The key idea is to avoid division. We can achieve this by calculating prefix and suffix products separately and then combining them.

Initialize: Create two arrays, prefix_products and suffix_products, both of the same size as nums. Initialize prefix_products[0] to 1 and suffix_products[len(nums)-1] to 1.
Calculate Prefix Products: Iterate through nums from left to right. For each index i, prefix_products[i] will store the product of all elements from nums[0] to nums[i-1].
Calculate Suffix Products: Iterate through nums from right to left.
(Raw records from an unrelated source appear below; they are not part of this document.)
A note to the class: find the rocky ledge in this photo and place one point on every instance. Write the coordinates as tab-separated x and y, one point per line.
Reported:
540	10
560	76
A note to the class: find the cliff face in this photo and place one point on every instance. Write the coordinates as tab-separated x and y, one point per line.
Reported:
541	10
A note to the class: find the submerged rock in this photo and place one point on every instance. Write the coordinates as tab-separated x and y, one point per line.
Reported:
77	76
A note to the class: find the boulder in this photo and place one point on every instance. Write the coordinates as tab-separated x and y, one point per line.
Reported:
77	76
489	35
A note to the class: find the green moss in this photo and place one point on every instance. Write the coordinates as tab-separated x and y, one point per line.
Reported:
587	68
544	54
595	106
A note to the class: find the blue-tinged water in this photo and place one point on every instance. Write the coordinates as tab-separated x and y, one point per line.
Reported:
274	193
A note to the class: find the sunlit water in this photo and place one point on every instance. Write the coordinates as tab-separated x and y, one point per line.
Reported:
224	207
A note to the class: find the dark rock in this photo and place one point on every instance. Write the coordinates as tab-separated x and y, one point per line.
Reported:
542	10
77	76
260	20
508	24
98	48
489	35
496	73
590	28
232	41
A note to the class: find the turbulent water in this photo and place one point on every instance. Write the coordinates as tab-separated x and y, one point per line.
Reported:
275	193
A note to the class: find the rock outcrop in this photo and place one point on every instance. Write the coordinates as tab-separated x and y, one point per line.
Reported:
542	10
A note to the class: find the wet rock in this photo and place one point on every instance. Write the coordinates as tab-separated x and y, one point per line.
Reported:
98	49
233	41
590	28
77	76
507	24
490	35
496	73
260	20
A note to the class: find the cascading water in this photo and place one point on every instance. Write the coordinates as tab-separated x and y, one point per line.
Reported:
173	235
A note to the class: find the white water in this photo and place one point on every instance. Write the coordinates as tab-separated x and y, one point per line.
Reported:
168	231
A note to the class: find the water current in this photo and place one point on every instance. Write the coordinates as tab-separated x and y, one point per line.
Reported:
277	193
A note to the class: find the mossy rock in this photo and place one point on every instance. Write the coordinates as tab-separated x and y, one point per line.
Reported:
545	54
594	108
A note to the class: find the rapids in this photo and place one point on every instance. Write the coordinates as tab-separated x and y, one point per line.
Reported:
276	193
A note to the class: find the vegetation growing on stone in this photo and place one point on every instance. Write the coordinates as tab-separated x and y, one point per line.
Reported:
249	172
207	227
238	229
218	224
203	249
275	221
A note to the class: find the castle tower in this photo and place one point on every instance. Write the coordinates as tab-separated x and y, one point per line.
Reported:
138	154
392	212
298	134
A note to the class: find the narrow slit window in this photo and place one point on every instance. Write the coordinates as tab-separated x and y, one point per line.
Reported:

For each index i, suffix_products[i] will store the product of all elements from nums[i+1] to nums[len(nums)-1].
Combine: Iterate through nums and for each index i, answer[i] will be the product of prefix_products[i] and suffix_products[i].

Explanation:

This approach works because for each element nums[i], we are essentially multiplying all the elements before it (prefix_products[i]) and all the elements after it (suffix_products[i]). This gives us the product of all elements except nums[i]. The use of prefix and suffix arrays avoids the need for division.

Code (Python):

def productExceptSelf(nums):
    n = len(nums)
    prefix_products = [1] * n
    suffix_products = [1] * n
    answer = [1] * n

    # Calculate prefix products
    for i in range(1, n):
        prefix_products[i] = prefix_products[i-1] * nums[i-1]

    # Calculate suffix products
    for i in range(n-2, -1, -1):
        suffix_products[i] = suffix_products[i+1] * nums[i+1]

    # Combine prefix and suffix products
    for i in range(n):
        answer[i] = prefix_products[i] * suffix_products[i]

    return answer

Complexity:

Time Complexity: O(n) - We iterate through the nums array three times.
Space Complexity: O(n) - We use three arrays of size n (prefix_products, suffix_products, answer). We could optimize space to O(1) by directly writing the result into the answer array, but this makes the code a bit harder to understand.